Reborn: Music of Austin Huang

Sunday, June 25, 2023 • 7:00 p.m.
Benaroya Hall (200 University St)

Harmonia Orchestra & Chorus
William White, conductor
Dongke Tu, conductor
Yuan Fang, violin
Hao Miao, soprano

Program

Austin Huang (*1957)
Qinqiang (“Crossing Time”)

Austin Huang
Violin Concerto (“1984, Pursuit of Dreams”)

— intermission —

Zheng Qiufeng
“I Love You, China” from Overseas Compatriots

Austin Huang
Symphony No. 2 (“Gir”)


About the Concert

These three orchestral works by Austin Huang, a prominent Chinese composer resident in Seattle, introduce a new voice to contemporary symphonic music. They emerged during the time of the Covid pandemic and resonate with our shared trauma. Musically, they represent a fusion of traditional Chinese music and Western symphonic music.

In Dr. Huang’s music, the boundaries of these styles shift in a way that challenges and restructures divisions, between the West and the East, life and non-life, culture and nature, object and sound, concord and discord, actual and virtual. The composer’s own life living between continents informs this work, as does his philosophical and historical perspective, which seeks to unite the Three Chinese Teachings (Confucianism, Buddhism and Taoism.)

From Seattle grunge to Qinqiang opera (秦腔) to the Tibetan tongqin (铜钦), the composer challenges the post-structural mindset, reuniting the cosmic, the sonic and the humanistic, and unpacking the audible threads of humanity, as they stretch from the prosaic to the extraordinary.

Austin Huang

Dr. Austin X. Huang, a Chinese-American composer and engineer born in Jilin, China, is now based in Seattle. He holds a Ph.D. in Rock Mechanics from the University of Wisconsin-Madison and is a fellow of the American Society of Civil Engineering (ASCE). He studied composition from pioneering American composer Roger Briggs.

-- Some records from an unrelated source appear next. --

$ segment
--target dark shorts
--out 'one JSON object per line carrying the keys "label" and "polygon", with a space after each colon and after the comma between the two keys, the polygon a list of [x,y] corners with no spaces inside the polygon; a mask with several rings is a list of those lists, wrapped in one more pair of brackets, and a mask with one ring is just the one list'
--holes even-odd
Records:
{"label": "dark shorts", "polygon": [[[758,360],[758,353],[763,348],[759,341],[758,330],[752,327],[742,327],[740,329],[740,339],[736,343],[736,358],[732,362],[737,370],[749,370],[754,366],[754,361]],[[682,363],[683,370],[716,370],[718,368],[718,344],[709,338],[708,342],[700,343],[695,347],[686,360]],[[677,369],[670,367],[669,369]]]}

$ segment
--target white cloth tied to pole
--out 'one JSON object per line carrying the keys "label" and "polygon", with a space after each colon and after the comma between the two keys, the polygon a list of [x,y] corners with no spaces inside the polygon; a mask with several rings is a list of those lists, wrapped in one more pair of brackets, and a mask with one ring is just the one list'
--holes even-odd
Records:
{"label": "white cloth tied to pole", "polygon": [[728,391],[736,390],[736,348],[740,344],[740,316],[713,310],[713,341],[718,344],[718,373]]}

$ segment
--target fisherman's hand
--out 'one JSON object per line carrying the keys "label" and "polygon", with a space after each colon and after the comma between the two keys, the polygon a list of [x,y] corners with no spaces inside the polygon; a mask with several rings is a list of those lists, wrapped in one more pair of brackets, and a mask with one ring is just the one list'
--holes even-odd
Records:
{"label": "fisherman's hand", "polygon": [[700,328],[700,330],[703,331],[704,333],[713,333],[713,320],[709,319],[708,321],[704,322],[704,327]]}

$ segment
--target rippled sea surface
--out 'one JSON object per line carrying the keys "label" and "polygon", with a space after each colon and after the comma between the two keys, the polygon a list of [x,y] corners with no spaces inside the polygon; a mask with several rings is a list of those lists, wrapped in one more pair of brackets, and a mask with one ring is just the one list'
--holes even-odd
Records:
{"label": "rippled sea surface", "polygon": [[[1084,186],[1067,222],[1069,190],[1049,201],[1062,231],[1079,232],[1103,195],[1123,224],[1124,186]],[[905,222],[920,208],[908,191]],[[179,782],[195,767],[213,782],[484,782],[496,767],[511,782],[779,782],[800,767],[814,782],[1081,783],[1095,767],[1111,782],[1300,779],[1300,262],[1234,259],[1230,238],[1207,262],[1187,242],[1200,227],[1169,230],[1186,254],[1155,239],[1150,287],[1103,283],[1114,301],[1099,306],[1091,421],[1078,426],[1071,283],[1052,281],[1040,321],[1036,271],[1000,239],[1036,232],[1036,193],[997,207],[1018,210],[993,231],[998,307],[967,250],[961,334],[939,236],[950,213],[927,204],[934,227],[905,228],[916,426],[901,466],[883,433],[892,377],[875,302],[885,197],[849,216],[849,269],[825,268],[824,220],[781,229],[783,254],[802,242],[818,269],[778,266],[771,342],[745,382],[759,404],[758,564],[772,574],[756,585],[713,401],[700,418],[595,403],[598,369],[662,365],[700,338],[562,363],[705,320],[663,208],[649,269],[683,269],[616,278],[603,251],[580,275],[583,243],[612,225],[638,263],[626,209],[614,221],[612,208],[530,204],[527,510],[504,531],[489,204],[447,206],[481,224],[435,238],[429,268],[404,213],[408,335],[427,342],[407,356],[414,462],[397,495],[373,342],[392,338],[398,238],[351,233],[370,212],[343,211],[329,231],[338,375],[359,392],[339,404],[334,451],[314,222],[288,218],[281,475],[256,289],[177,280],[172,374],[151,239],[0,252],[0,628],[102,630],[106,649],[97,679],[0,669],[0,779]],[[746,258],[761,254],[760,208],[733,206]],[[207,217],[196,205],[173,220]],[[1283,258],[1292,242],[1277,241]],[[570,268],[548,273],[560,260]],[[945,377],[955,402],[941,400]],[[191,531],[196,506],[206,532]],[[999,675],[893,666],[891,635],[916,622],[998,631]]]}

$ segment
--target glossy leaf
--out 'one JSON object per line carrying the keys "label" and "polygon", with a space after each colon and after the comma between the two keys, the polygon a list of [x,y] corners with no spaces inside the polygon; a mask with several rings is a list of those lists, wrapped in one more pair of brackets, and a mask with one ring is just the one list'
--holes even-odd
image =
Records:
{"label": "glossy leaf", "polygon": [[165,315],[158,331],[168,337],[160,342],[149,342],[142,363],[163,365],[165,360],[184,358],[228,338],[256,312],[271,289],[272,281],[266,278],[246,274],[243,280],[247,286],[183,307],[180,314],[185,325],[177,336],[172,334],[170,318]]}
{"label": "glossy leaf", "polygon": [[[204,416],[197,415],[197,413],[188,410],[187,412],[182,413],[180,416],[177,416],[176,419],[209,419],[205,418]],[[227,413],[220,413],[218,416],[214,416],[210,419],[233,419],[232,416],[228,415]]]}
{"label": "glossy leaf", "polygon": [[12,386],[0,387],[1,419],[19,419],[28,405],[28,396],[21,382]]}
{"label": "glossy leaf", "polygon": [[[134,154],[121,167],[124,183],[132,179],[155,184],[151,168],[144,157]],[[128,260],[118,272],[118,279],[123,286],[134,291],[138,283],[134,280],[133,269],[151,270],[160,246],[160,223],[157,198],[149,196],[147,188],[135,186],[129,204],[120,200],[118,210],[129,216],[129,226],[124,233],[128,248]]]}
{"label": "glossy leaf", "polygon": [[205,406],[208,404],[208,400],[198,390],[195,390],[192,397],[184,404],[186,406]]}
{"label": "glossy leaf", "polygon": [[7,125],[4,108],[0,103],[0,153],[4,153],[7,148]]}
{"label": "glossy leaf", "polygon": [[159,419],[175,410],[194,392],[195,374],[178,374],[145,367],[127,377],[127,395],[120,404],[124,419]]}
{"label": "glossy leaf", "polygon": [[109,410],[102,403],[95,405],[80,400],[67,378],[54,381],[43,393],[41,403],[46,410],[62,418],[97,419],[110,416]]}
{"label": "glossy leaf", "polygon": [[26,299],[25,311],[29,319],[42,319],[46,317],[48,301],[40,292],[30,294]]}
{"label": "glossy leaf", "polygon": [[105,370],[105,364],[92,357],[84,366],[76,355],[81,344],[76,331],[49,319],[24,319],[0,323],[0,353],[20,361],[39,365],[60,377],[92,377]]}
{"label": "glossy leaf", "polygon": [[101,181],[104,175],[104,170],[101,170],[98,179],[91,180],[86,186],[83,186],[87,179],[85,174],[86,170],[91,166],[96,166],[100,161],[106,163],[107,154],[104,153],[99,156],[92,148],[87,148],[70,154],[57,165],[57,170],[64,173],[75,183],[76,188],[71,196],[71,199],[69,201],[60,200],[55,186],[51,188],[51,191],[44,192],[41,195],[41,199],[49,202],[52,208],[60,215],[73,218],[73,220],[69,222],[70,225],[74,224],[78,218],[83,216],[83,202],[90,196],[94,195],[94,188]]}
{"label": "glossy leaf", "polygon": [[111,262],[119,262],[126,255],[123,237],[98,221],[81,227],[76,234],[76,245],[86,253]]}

Dr. Huang’s compositions bear the imprint of his interdisciplinary career, bringing ecology, culture and landscape into his artistic practice. Since 2013, his works have been performed on major concert stages across China and the U.S., such as Benaroya Hall in Seattle and Beijing Concert Hall. He holds honorary affiliate professor of music and visiting professor of music positions at universities in the U.S. and China.